When you wrap up the form Digital Ocean will run the built container. They will even provide you with the runtime logs that you can check yourself to see that everything is running as expected.
Most importantly the app is now live and can be accessed by following the
".ondigitalocean.app"
url provided at the top of the interface. When you click
this link you’ll be presented with a password prompt configured by the
PRODIGY_BASIC_AUTH_USER
and PRODIGY_BASIC_AUTH_PASS
environment variables.
You’ll also get a familiar warning when you’re not passing a /?session=
session via the url because of the PRODIGY_ALLOWED_SESSIONS
environment
variable in the Dockerfile
.
Everytime that you push a new version of the container, this app will also update. That means that when you, for example, update the user interface you can rebuild and push to get the new interface to your annotators.
Automating the deployment
At the moment the deployment needs to happen manually from a laptop. But it can be automated using Github Actions to Gitlab CI as well. This way, you may trigger a new deployment of Prodigy every time there is an update to a git repository. To set this up, you’ll want to make sure that the CI provider is aware of the appropriate keys. The main keys to consider are listed below.
-
The Prodigy license key needs to be availabe such that you can use it to populate the
.env
file that allows you to download Prodigy. -
Any relevant keys from your cloud provider will need to be available such that you’re able to push the Docker container to the required registry.
Things to still consider
This guide on Docker deployments omits many topics sake of brevity but there are still a few things to keep in mind with this deployment.
-
The database is currently accepting connections from anywhere, which isn’t a great security practice. Every cloud provider has different security mechanisms to deal with this, but you’ll likely want to the IP adresses can access the data. You’ll likely also want to go for a less guessable username for the database, as
doadmin
will be a name that bad actors will try to find. -
The Prodigy web application is currently live on the internet. While there is a basic authentication mechanism in place, it may be preferable to deploy this service in an environment that only your team can access. Setting this up appropriately really depends on your cloud provider as well as your team requirements.
-
Odds are that you get new data to annotate as time moves on.
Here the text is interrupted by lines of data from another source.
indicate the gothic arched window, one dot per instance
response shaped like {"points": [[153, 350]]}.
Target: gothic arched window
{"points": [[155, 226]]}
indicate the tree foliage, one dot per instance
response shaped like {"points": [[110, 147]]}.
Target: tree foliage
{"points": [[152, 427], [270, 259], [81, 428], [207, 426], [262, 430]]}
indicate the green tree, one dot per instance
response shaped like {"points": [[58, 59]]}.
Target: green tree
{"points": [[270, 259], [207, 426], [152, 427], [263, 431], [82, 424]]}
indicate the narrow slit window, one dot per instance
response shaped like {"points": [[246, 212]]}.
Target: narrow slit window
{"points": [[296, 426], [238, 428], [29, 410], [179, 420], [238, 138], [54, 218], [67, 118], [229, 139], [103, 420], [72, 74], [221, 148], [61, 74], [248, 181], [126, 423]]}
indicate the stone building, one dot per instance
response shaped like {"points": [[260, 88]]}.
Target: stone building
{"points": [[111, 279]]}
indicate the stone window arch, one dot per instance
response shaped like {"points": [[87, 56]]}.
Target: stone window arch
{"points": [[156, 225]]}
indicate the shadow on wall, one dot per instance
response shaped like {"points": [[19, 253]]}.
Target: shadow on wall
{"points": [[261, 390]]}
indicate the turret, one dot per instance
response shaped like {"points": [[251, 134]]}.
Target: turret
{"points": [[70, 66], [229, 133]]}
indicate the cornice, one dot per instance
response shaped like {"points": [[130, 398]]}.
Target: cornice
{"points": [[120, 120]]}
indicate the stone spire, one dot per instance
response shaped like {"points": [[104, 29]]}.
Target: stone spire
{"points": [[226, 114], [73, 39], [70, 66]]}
In the current setup, that means that you will have to redeploy the container in order to get the new data to your annotators.
-
As mentioned earlier, your deployment may not be stateless. Even when you write all of the annotations into the database, you may still be dealing with an active learning model that is kept in memory. Everytime you restart the container, the model state may also restart.
-
Prodigy will be part of a larger system. Right now we’re only saving data into a Postgres database but you may also want to export this data on a regular basis so that machine learning models can be trained on top of it. This means that you’ll likely need to make some more integrations with services that can perform batch jobs.
-
If you’re using pre-trained spaCy pipelines then you’ll want to make sure these are available in your container. If you want to use one that’s hosted by spaCy you’ll need to add an extra
RUN python -m spacy download ...
line to your Dockerfile, but if it’s a custom pipeline hosted on your own infrastructure you’ll need to perform some more work. -
Cloud providers will typically poll a
health
orhealthz
endpoint of your webapp to confirm that it is still up and running. If this endpoint is unresponsive, the cloud provider will typically attempt a restart of the container. Prodigy provides such a health endpoint, but your cloud provider may need to be configured to understand where to find it.